In theory and on paper Lean Six Sigma could be applied to a relationship. Yes. In practice though...? I think that if you consider using Lean Six Sigma to evaluate your relationship may already know all you need to about the state of a relationship. lol


----------



## Dude007 (Jun 22, 2015)

Malpheous said:


> In theory and on paper Lean Six Sigma could be applied to a relationship. Yes. In practice though...? I think that if you consider using Lean Six Sigma to evaluate your relationship may already know all you need to about the state of a relationship. lol


We need DATA to crunch!!! Should we build an ACCESS database with all the moods and start seeing if we are outside the "confidence interval"? HA! DUDE


----------



## Malpheous (May 3, 2013)

Dude007 said:


> We need DATA to crunch!!! Should we build an ACCESS database with all the moods and start seeing if we are outside the "confidence interval"? HA! DUDE


As a Database Administrator and Developer, go straight to SQL. lol


----------



## Dude007 (Jun 22, 2015)

Malpheous said:


> As a Database Administrator and Developer, go straight to SQL. lol


Can we connect to them directly w an OBDC connection?


----------



## Sbrown (Jul 29, 2012)

Ive never seen it work in business let alone in a relationship. 

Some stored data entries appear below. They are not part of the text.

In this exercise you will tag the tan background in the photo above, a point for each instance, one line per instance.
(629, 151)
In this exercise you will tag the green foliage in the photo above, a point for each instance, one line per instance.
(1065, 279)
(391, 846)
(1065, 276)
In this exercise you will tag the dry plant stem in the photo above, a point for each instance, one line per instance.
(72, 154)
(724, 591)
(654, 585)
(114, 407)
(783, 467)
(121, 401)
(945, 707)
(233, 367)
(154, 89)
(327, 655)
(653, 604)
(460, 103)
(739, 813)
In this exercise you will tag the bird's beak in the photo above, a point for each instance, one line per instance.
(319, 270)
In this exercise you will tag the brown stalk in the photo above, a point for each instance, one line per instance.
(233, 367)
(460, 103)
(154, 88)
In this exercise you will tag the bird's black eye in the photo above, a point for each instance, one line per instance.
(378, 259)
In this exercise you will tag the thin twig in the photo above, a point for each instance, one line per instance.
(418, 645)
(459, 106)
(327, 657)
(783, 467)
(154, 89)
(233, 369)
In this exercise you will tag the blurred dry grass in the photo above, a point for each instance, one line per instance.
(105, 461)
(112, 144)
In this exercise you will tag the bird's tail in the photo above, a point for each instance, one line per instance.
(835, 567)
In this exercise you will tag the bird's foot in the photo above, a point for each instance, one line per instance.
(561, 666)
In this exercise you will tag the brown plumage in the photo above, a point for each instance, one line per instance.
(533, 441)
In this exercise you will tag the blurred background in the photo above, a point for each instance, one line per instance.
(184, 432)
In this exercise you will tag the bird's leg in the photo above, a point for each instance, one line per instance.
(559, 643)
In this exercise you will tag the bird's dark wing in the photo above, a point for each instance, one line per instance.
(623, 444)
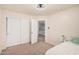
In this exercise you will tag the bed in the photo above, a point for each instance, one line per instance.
(66, 48)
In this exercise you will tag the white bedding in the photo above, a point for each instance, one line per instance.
(66, 48)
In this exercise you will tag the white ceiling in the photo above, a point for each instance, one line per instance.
(30, 9)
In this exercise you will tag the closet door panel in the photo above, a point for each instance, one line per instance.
(24, 31)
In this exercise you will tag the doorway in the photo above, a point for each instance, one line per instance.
(41, 31)
(38, 31)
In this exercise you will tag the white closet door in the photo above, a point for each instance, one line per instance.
(24, 31)
(13, 31)
(34, 31)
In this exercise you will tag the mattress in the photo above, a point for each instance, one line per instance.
(66, 48)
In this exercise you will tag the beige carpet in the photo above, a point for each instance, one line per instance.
(28, 49)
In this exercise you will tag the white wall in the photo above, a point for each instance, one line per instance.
(63, 23)
(3, 14)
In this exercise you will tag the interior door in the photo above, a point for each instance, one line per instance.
(34, 31)
(13, 31)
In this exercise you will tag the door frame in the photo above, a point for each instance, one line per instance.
(46, 28)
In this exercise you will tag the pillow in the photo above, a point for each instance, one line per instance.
(75, 40)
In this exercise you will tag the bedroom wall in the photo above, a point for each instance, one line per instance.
(3, 14)
(63, 23)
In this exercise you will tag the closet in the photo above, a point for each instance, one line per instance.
(17, 31)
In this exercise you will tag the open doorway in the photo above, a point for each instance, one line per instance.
(41, 31)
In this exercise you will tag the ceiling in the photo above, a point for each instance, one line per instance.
(31, 10)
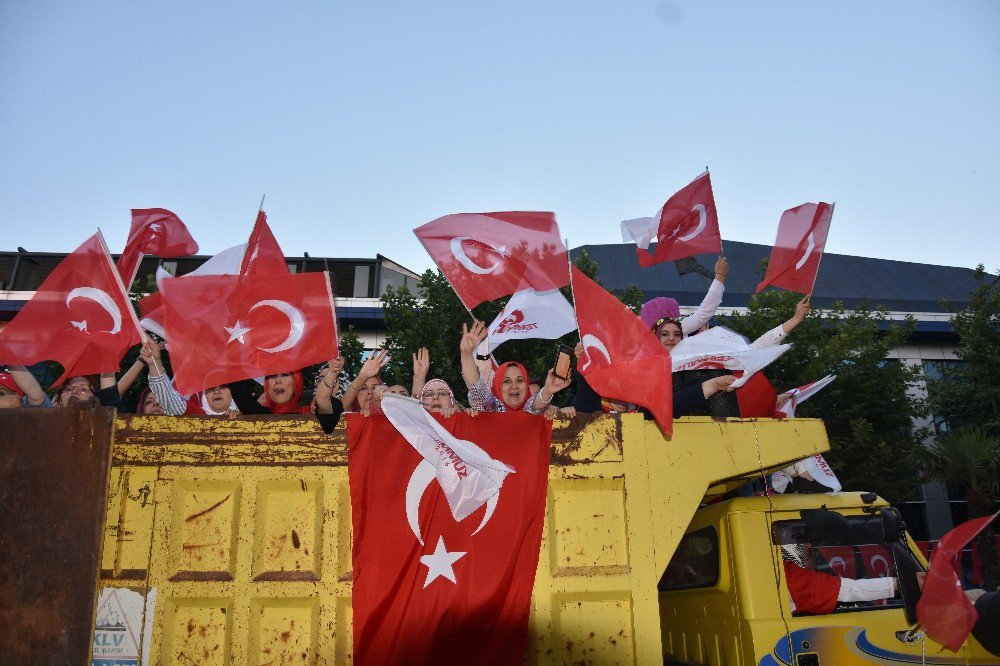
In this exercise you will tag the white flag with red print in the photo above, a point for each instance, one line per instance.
(718, 348)
(799, 395)
(686, 225)
(798, 248)
(532, 314)
(489, 255)
(468, 476)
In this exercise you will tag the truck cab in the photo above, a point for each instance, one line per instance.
(724, 596)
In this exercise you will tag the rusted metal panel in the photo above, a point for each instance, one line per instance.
(53, 484)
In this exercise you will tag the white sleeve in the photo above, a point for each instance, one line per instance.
(866, 589)
(708, 306)
(769, 339)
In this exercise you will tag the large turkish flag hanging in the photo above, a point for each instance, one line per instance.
(223, 328)
(80, 317)
(798, 248)
(622, 359)
(429, 589)
(489, 255)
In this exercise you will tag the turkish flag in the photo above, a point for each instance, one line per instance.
(80, 316)
(263, 255)
(223, 328)
(943, 610)
(431, 589)
(489, 255)
(619, 349)
(688, 224)
(154, 231)
(798, 248)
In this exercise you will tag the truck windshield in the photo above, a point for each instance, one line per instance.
(851, 548)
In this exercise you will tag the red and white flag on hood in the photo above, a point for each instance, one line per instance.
(430, 588)
(686, 225)
(532, 314)
(621, 360)
(489, 255)
(80, 316)
(468, 476)
(800, 395)
(943, 609)
(814, 467)
(223, 328)
(798, 249)
(719, 347)
(154, 231)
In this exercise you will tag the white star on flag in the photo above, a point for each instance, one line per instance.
(440, 562)
(236, 332)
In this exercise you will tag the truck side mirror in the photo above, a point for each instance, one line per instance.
(892, 525)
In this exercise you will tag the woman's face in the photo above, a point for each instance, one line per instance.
(78, 388)
(670, 334)
(513, 388)
(365, 392)
(150, 405)
(218, 398)
(436, 397)
(280, 388)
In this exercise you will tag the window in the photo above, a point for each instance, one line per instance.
(695, 563)
(853, 550)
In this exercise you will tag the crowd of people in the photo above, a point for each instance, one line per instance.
(488, 388)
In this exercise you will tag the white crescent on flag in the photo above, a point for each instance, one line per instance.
(101, 298)
(459, 253)
(296, 324)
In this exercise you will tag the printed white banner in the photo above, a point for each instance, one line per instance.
(467, 474)
(532, 314)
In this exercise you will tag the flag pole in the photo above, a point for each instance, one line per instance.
(820, 262)
(121, 285)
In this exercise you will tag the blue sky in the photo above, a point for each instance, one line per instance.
(361, 121)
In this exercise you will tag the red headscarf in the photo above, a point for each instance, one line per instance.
(498, 382)
(292, 406)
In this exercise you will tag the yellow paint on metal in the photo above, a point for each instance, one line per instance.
(244, 530)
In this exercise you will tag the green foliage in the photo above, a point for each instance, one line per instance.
(969, 393)
(868, 410)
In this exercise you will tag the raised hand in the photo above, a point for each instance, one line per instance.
(471, 337)
(421, 363)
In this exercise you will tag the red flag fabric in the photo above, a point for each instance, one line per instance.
(489, 255)
(224, 328)
(263, 255)
(429, 589)
(798, 248)
(622, 359)
(154, 231)
(80, 317)
(688, 225)
(944, 610)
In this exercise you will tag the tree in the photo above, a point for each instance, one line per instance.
(868, 410)
(968, 459)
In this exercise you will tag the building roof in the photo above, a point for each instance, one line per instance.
(900, 286)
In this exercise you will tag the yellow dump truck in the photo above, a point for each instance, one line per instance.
(228, 542)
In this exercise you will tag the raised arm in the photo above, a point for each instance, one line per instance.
(471, 337)
(370, 368)
(693, 322)
(778, 333)
(27, 383)
(421, 366)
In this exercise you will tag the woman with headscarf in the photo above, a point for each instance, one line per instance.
(509, 389)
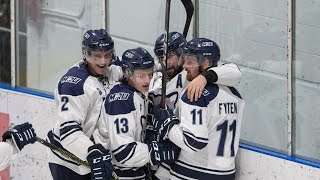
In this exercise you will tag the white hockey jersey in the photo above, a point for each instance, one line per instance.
(79, 98)
(228, 74)
(123, 121)
(208, 134)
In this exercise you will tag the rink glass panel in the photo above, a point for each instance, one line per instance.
(307, 80)
(50, 35)
(5, 57)
(253, 34)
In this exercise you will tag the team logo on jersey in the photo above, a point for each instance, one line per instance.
(120, 96)
(70, 79)
(205, 92)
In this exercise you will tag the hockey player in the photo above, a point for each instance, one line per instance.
(227, 74)
(14, 141)
(79, 96)
(209, 131)
(124, 120)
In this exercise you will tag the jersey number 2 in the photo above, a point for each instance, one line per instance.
(224, 129)
(65, 100)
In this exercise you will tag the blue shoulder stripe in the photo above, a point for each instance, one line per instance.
(72, 82)
(120, 100)
(235, 92)
(208, 94)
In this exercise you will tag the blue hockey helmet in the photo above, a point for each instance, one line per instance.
(176, 42)
(97, 40)
(138, 58)
(203, 48)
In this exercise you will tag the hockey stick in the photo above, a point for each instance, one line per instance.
(69, 155)
(164, 62)
(188, 5)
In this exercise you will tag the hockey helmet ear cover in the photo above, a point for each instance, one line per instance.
(97, 40)
(138, 58)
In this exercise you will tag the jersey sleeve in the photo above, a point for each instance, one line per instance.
(122, 121)
(192, 133)
(228, 74)
(74, 103)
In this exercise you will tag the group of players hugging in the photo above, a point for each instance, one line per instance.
(111, 114)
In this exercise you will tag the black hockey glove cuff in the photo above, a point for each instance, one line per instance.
(163, 121)
(21, 135)
(99, 159)
(210, 76)
(163, 151)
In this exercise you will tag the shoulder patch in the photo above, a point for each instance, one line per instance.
(235, 92)
(72, 82)
(208, 94)
(120, 100)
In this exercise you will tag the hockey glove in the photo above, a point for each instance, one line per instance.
(163, 121)
(21, 135)
(163, 151)
(99, 159)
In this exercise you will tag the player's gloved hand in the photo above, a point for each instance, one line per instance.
(163, 151)
(21, 135)
(99, 159)
(163, 121)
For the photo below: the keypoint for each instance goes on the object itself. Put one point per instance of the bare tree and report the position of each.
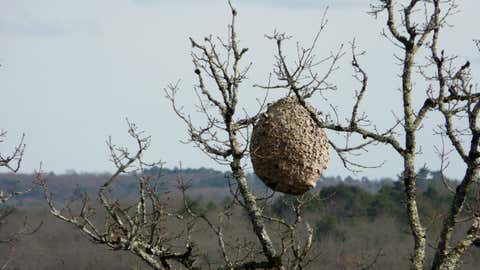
(414, 27)
(137, 227)
(220, 72)
(12, 162)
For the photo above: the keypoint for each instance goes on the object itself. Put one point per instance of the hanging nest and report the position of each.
(288, 150)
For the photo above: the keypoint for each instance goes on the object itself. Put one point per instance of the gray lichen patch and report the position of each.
(288, 150)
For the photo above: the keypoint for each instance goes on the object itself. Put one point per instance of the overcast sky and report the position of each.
(72, 71)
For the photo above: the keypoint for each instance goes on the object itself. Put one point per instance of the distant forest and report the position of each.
(353, 220)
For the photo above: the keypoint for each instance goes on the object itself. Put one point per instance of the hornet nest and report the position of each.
(288, 150)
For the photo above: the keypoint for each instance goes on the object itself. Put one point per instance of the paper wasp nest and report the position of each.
(288, 150)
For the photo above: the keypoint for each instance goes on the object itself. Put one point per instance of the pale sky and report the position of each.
(72, 71)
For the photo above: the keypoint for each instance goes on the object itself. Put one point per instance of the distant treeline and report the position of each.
(73, 184)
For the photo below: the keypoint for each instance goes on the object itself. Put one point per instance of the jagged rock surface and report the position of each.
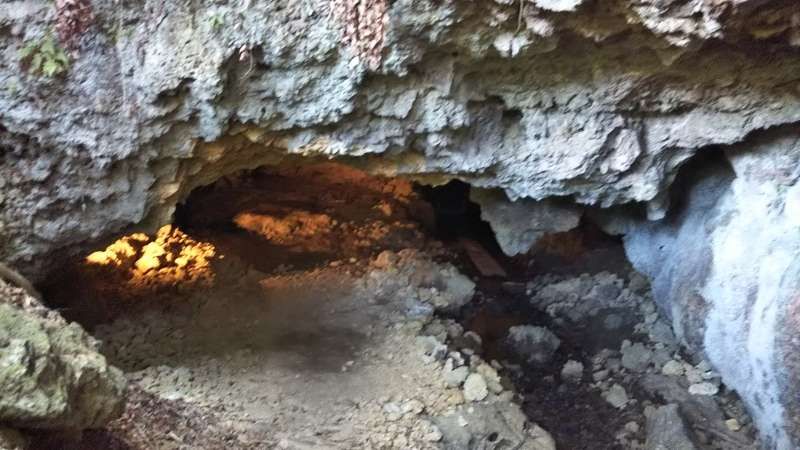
(51, 374)
(599, 102)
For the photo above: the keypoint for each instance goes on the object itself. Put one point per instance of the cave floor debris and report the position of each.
(306, 308)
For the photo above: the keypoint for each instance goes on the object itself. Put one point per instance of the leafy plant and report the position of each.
(44, 57)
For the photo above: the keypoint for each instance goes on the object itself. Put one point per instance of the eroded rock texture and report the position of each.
(726, 268)
(51, 374)
(599, 102)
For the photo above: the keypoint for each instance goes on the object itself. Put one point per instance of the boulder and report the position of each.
(666, 430)
(533, 344)
(51, 374)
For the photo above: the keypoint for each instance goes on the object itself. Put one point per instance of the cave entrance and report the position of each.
(318, 306)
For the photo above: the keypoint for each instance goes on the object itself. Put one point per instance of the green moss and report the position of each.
(44, 57)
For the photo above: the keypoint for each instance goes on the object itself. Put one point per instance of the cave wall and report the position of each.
(595, 102)
(725, 267)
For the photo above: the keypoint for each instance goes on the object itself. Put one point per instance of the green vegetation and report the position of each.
(44, 57)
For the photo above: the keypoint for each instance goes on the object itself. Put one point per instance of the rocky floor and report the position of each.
(306, 308)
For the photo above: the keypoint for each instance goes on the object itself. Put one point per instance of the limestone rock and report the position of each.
(572, 371)
(518, 225)
(475, 388)
(535, 344)
(616, 396)
(484, 425)
(51, 374)
(666, 430)
(724, 294)
(591, 106)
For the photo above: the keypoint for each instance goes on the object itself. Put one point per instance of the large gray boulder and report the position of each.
(596, 103)
(51, 375)
(666, 430)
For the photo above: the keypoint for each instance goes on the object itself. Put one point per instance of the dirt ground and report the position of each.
(318, 308)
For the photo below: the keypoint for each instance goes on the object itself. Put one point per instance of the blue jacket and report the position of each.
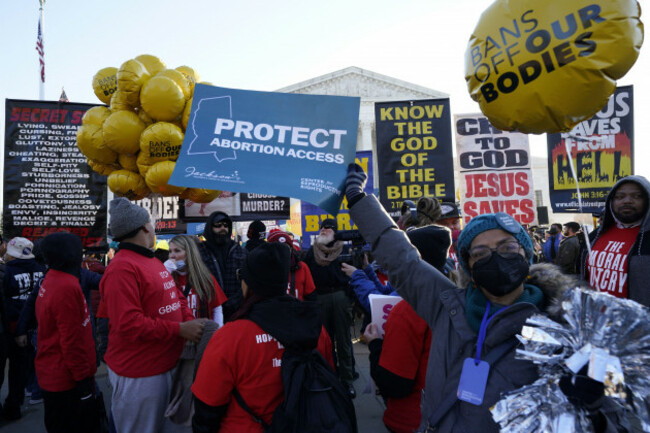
(365, 283)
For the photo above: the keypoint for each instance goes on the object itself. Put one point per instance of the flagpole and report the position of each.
(41, 81)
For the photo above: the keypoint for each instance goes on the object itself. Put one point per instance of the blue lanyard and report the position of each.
(483, 330)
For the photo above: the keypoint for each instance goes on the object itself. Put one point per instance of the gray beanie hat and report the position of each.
(126, 217)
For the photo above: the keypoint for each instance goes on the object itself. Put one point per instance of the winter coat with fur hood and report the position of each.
(442, 305)
(638, 261)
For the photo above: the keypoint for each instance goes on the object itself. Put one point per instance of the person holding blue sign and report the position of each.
(472, 356)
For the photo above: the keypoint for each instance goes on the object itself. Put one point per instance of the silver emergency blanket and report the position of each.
(610, 336)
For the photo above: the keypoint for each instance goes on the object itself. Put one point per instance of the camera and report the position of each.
(354, 253)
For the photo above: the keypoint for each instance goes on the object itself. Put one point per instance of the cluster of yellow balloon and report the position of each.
(136, 140)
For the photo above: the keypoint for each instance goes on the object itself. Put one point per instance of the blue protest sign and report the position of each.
(269, 143)
(312, 216)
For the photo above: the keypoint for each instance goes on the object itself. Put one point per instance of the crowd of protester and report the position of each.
(200, 331)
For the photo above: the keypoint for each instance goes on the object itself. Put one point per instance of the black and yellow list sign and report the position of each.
(414, 151)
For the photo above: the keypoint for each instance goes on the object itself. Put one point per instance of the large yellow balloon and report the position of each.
(131, 76)
(158, 176)
(122, 132)
(143, 164)
(186, 113)
(91, 143)
(127, 184)
(120, 102)
(152, 63)
(146, 119)
(162, 98)
(105, 84)
(200, 195)
(191, 75)
(160, 142)
(96, 116)
(544, 66)
(128, 162)
(179, 79)
(101, 168)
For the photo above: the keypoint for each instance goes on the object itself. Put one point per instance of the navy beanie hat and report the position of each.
(483, 223)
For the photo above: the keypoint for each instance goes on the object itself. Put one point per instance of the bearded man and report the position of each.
(223, 256)
(332, 295)
(620, 256)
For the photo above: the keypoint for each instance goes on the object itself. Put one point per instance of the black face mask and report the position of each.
(500, 275)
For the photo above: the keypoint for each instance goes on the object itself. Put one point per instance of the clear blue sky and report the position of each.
(259, 45)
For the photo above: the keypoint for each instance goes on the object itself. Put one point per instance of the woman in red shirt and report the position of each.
(204, 296)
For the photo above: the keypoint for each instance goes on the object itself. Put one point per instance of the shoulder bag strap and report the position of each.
(247, 409)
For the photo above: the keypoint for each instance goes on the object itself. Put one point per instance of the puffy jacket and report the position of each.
(639, 256)
(442, 305)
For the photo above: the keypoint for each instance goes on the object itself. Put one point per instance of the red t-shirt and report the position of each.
(607, 264)
(66, 349)
(405, 352)
(145, 309)
(304, 282)
(193, 299)
(241, 355)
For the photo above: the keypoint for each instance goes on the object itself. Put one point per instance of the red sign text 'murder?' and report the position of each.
(495, 170)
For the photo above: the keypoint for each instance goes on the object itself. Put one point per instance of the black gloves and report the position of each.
(583, 391)
(354, 184)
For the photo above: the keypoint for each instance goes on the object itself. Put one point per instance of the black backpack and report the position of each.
(314, 399)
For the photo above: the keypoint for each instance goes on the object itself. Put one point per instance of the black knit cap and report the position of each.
(329, 222)
(433, 244)
(266, 270)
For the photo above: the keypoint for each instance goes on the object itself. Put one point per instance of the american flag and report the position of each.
(41, 50)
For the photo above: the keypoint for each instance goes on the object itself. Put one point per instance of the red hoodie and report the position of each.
(66, 349)
(145, 309)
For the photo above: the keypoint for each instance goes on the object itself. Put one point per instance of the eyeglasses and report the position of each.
(505, 249)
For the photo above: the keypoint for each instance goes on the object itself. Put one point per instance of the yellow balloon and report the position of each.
(162, 98)
(186, 114)
(101, 168)
(131, 76)
(160, 142)
(143, 164)
(152, 63)
(91, 143)
(146, 119)
(545, 66)
(200, 195)
(128, 162)
(120, 102)
(158, 176)
(96, 116)
(191, 75)
(179, 79)
(122, 132)
(105, 84)
(127, 184)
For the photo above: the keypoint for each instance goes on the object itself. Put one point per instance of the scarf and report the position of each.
(324, 254)
(475, 303)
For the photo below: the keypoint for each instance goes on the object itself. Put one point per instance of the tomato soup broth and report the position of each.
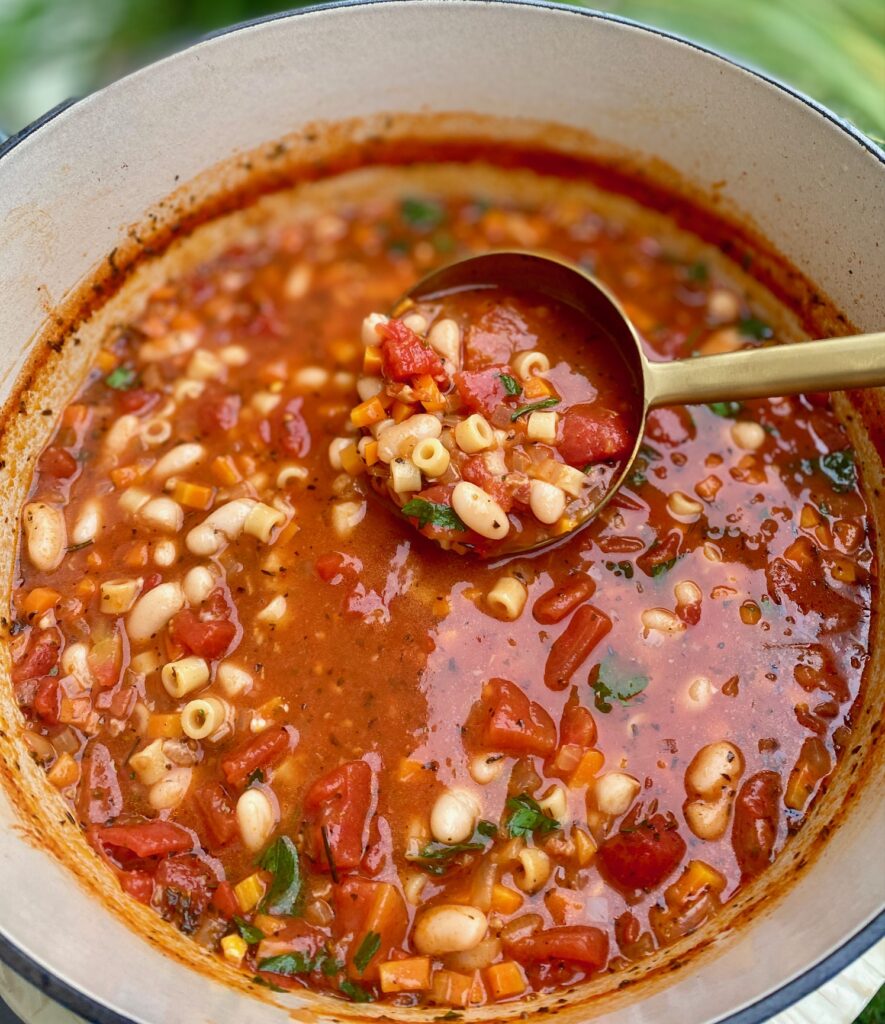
(349, 761)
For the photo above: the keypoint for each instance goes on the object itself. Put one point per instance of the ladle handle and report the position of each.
(830, 365)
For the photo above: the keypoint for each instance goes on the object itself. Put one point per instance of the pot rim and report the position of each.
(774, 1001)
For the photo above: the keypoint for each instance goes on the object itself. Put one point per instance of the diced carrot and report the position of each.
(588, 768)
(65, 772)
(371, 453)
(537, 387)
(505, 900)
(368, 413)
(402, 411)
(451, 988)
(412, 975)
(351, 462)
(504, 980)
(164, 727)
(372, 361)
(194, 496)
(40, 599)
(224, 470)
(106, 360)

Sent from my LGUK410 using Tapatalk


----------



## NotLikeYou (Aug 30, 2011)

Dude007 said:


> Prevention, rather than detection after the fact...DUDE


Well, now......

"Save" a marriage suggests that the marriage is already in a state of non conformance.

Prevention?

Sure. Conduct an FMEA on your wife's moods, all eleventybillion of them, and figure out which 6 don't result in catastrophic failure.

And remember that a binomial distribution has 2 tails, but you're only really interested in your wife's tail.




Remember to tip your waitress, folks. I'll be here all week.


----------



## GusPolinski (Jan 21, 2014)

Dude007 said:


> We need DATA to crunch!!! Should we build an ACCESS database with all the moods and start seeing if we are outside the "confidence interval"? HA! DUDE


Access?

How cute.

LOL.
_Posted via Mobile Device_


----------